My baby was a shifter. I might be a shifter. How did that all work? I was clueless enough just thinking about how to change a diaper or deal with midnight feedings.
And just the thought of leaving that little peanut on the ultrasound screen alone with a stranger while I worked made my hackles rise.
“So, I think that’s everything. Do you have any questions?”
Kendra nudged me and I made an effort to tune back in. “I’m sorry?”
“Do you have any more questions for me?” Dr. Walker asked.
Was she kidding? I had so many questions they were caught in a bottleneck as they tried to wedge their way through my brain. I opened my mouth and closed it again and just shook my head.

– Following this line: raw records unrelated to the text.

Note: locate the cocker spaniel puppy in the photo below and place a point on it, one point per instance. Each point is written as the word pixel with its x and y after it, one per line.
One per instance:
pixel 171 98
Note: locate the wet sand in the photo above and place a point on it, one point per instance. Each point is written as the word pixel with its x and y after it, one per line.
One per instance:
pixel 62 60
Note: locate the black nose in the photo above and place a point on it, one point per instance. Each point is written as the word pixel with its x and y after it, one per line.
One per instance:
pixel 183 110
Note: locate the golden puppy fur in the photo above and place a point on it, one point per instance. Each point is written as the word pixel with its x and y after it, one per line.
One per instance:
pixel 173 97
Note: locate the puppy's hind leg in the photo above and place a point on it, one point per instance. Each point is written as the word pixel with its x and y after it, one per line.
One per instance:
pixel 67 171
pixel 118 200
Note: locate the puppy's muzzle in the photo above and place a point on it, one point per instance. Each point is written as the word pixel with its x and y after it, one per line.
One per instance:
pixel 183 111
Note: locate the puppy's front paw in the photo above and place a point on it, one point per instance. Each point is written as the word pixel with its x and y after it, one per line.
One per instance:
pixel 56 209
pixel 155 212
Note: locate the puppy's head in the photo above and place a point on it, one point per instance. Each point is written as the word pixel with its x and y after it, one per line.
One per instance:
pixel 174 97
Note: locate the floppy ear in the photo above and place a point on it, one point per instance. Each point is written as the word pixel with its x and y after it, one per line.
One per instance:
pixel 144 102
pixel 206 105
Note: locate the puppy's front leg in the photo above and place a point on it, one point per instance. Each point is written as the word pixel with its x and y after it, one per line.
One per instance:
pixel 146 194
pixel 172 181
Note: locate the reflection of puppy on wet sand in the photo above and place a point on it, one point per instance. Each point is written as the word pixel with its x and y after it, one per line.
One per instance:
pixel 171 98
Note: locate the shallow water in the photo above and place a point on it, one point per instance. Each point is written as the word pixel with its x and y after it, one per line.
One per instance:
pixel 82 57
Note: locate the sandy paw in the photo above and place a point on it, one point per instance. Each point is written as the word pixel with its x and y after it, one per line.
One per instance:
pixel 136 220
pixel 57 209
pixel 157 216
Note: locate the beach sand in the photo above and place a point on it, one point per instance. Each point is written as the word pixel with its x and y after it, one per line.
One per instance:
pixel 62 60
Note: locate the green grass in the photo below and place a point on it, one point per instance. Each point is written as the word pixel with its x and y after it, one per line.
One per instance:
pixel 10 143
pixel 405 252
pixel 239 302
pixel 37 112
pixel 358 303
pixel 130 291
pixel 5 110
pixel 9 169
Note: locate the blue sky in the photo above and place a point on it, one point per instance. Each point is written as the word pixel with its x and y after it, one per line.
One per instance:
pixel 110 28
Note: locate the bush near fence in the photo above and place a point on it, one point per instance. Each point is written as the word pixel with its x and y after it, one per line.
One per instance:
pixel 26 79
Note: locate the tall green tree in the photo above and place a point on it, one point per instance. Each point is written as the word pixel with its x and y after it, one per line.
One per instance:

“Not right now,” I finally managed to get out. “But I’m sure once this all sinks in, I’ll have a million for you.”
She smiled and patted my arm. “You can feel free to call me any time. I know all this must be overwhelming.”
“Thanks for everything, Dr. Walker.”
“You’re welcome. I’ll see you soon.” She stepped out of the room, closing the door behind her.
I let out a breath I didn’t even know I was holding and turned to Kendra. “I am awake, right?”
Kendra gathered me tight in her arms and rocked me for a second. “You are, sweetie. But I promise, it’ll all be fine.”
I nodded my head against her shoulder, waiting for panic or fear or elation or…anything to move through me. But at that point I was more than a little shell-shocked.
Kendra pulled back a little bit and looked down into my face. “What do you want to do now?”
I think she meant right that second. Like did I want to go home or go somewhere I could stuff myself with hot beignets and Caramel Macchiatos until the whole world faded into one giant sugar-coated blur.
But instead I answered her with a sureness that surprised even me.
“I want to find the baby’s father. I need Mason.”